Uma supersafra é sempre uma boa notícia, trazendo a expectativa de que volumes maiores significam mais dinheiro no caixa dos produtores rurais. Mas mesmo uma colheita recorde, neste momento, será insuficiente para mudar a tendência de alta na inadimplência de agricultores e pecuaristas brasileiros.
A visão é de Marcelo Pimenta, head de Agronegócio da Serasa Experian. A companhia, especializada na coleta e análise de dados de crédito, divulgou nesta terça-feira, 1º de julho, um novo levantamento sobre o cenário do endividamento da população rural e constatou que, mais uma vez, os dados são preocupantes.
Segundo o estudo, ao final do primeiro trimestre de 2025 a inadimplência atingia 7,9% dos agropecuaristas brasileiros. Esse índice é 0,3 ponto percentual mais alto que o dado anterior, do final de 2024.
Mais do que o número isolado, dois pontos chamam a atenção de Pimenta: a manutenção de uma tendência de alta do indicador de endividamento e a resiliência da inadimplência em níveis mais altos do que a média histórica do setor.
“E olha que está num patamar mais alto mesmo com os bancos mudando bastante as políticas de crédito e exigindo garantias maiores”, afirmou Pimenta em entrevista ao AgFeed.
Ele atribui esse quadro a uma combinação nefasta de fatores que tem pesado nas contas dos produtores rurais, a começar pelos juros mais altos.
Segundo Pimenta, os custos de produção também estão mais altos por conta da inflação e até mesmo do câmbio, já que boa parte dos insumos tem seus preços atrelados ao dólar.
Mas, mais que uma tempestade perfeita, a situação é, na análise de Pimenta, resultado de um longo inverno que vem castigando o setor depois que um período de bonança.
“Os produtores que estão inadimplentes agora estão colhendo dois, três anos de alavancagens”, pontuou. “Eles já tinham vendido as suas produções à frente e não conseguiram se reorganizar”.
Os últimos levantamentos trimestrais da Serasa têm mostrado consistentemente uma deterioração do chamado Agroescore (indicador que aponta a média dos escores de crédito no setor) para alguns grupos de produtores.
Essa tendência começou a ser vista há três anos, segundo o executivo, “e no último ano piorou”.
A relação com a alta de juros parece evidente. Há um ano, a Selic estava a 10,5% ao ano e, de lá para cá, foi elevada em 4,5 pontos percentuais, atingindo o atual patamar de 15%. E a inadimplência, então, em 7%, quase um ponto percentual menor.

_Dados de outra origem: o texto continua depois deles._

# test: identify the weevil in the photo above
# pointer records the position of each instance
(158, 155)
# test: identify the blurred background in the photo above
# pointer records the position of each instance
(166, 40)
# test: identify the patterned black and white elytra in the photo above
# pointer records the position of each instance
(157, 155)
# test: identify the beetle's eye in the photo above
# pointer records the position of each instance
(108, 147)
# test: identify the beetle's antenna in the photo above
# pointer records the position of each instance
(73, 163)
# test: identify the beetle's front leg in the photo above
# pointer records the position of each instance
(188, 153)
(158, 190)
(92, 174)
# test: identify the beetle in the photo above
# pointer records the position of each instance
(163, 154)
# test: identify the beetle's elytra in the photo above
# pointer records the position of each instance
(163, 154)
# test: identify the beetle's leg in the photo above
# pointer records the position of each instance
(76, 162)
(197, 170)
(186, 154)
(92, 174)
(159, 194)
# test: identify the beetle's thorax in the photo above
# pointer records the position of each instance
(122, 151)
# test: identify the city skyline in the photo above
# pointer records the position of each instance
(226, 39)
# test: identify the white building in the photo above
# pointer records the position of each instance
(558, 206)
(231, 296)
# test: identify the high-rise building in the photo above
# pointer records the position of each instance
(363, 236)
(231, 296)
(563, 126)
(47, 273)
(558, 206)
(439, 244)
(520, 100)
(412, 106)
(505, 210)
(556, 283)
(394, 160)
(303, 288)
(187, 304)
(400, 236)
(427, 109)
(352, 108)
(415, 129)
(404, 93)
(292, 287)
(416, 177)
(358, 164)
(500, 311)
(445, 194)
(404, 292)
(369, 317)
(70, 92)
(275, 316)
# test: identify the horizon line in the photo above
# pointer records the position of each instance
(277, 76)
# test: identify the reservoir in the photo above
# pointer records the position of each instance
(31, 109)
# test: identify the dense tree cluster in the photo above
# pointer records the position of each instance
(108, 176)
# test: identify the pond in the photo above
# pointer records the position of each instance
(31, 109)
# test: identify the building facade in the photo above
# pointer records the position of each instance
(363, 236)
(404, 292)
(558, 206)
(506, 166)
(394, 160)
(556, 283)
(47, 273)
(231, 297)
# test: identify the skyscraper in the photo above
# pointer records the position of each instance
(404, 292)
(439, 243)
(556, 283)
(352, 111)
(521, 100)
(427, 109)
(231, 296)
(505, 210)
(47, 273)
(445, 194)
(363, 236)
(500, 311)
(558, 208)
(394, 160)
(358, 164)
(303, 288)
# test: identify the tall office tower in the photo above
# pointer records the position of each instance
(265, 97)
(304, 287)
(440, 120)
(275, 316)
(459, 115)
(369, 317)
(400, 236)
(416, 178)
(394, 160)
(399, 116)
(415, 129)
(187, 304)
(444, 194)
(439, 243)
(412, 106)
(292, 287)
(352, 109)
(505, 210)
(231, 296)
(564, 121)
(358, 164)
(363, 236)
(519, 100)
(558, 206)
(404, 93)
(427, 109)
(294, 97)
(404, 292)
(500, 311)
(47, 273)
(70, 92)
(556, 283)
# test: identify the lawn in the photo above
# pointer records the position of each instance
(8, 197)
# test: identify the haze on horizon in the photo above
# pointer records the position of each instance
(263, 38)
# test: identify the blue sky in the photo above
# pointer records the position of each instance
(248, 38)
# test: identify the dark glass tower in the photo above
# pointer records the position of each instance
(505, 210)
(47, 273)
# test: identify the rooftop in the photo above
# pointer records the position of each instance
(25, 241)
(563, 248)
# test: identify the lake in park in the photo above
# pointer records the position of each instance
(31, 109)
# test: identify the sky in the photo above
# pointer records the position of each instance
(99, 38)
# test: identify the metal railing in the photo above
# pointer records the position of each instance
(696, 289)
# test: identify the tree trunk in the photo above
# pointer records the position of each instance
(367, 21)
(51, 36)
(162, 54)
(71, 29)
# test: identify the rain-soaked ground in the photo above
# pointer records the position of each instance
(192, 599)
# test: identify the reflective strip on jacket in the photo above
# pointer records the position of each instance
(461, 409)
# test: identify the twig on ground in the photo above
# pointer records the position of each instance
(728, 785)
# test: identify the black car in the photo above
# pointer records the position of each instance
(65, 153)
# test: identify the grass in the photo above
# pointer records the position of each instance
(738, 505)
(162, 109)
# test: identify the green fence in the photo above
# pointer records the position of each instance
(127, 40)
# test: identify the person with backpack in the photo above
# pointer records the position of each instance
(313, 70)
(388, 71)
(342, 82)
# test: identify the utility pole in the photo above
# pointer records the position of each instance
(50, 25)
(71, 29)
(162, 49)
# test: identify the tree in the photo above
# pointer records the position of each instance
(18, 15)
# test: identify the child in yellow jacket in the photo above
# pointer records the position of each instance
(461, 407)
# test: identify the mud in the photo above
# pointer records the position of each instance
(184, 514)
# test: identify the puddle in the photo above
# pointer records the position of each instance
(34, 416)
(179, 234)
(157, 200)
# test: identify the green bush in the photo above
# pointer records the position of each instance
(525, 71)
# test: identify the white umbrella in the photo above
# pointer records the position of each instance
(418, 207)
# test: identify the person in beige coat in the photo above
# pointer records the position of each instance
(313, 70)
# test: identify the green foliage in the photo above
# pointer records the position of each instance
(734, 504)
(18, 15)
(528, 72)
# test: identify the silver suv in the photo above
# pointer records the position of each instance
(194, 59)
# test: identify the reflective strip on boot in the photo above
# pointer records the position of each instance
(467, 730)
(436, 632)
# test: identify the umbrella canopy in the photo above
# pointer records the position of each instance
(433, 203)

O efeito colateral prático desse cenário é a restrição no crédito. Com o nível de risco de inadimplência mais alto, além de mais seletivos, os bancos reduziram as ofertas e o tíquete médio dos financiamentos caiu.
A ciranda perversa faz com que, no momento em que mais precisa, o produtor consiga levantar menos dinheiro e a custo mais alto.
“Então, você tem custos mais altos, não tem todo acesso ao crédito que você precisa e você continua preso nesse ciclo. Aí você usa menos insumo, acaba tendo uma performance um pouco menor e isso vai trazer menos receita para você e vai piorar um pouquinho mais o seu problema no próximo ciclo”.
“A gente já viu isso, o ticket médio está diminuindo porque o produtor não está conseguindo se financiar ou refinanciar da maneira que fazia por conta do custo do dinheiro”, reforçou Pimenta.
Recursos do Plano Safra 2025/2026, anunciado também na terça-feira, não devem trazer conforto aos produtores. Os juros estabelecidos pelo governo, que variam entre 8,5% e 14%, estão até abaixo da taxa básica, mas o valor total tende a ser insuficiente e exigirá que os produtores procurem outros mecanismos no mercado, mais exigente, para financiarem sua safra.
“O crédito agrícola é o dinheiro mais barato que tem, entre aspas, mas vai ser todo utilizado”, destacou.
Agora, mesmo depois de uma safra positiva, Marcelo Pimenta avalia que as dívidas acumuladas ao longo dos anos passados devem continuar pesando.
“Eles carregam um passivo grande. Então, ótimo que a safra foi boa, foi recorde mesmo, mas isso não vai aliviar muito em termos de margem. O que pode acontecer é sobrar um pouco mais para reinvestir na produção”, explicou.
Para quem já está na linha da inadimplência, ou na iminência de ultrapassá-la, entretanto, essa não deve ser uma opção.
Um dos pontos destacados no levantamento da Serasa é a maior incidência de inadimplentes entre os grandes proprietários rurais. Nesse grupo, o índice sobe para 10,7%, enquanto entre os médios fica em 7,8% e entre os pequenos, em 7,2%.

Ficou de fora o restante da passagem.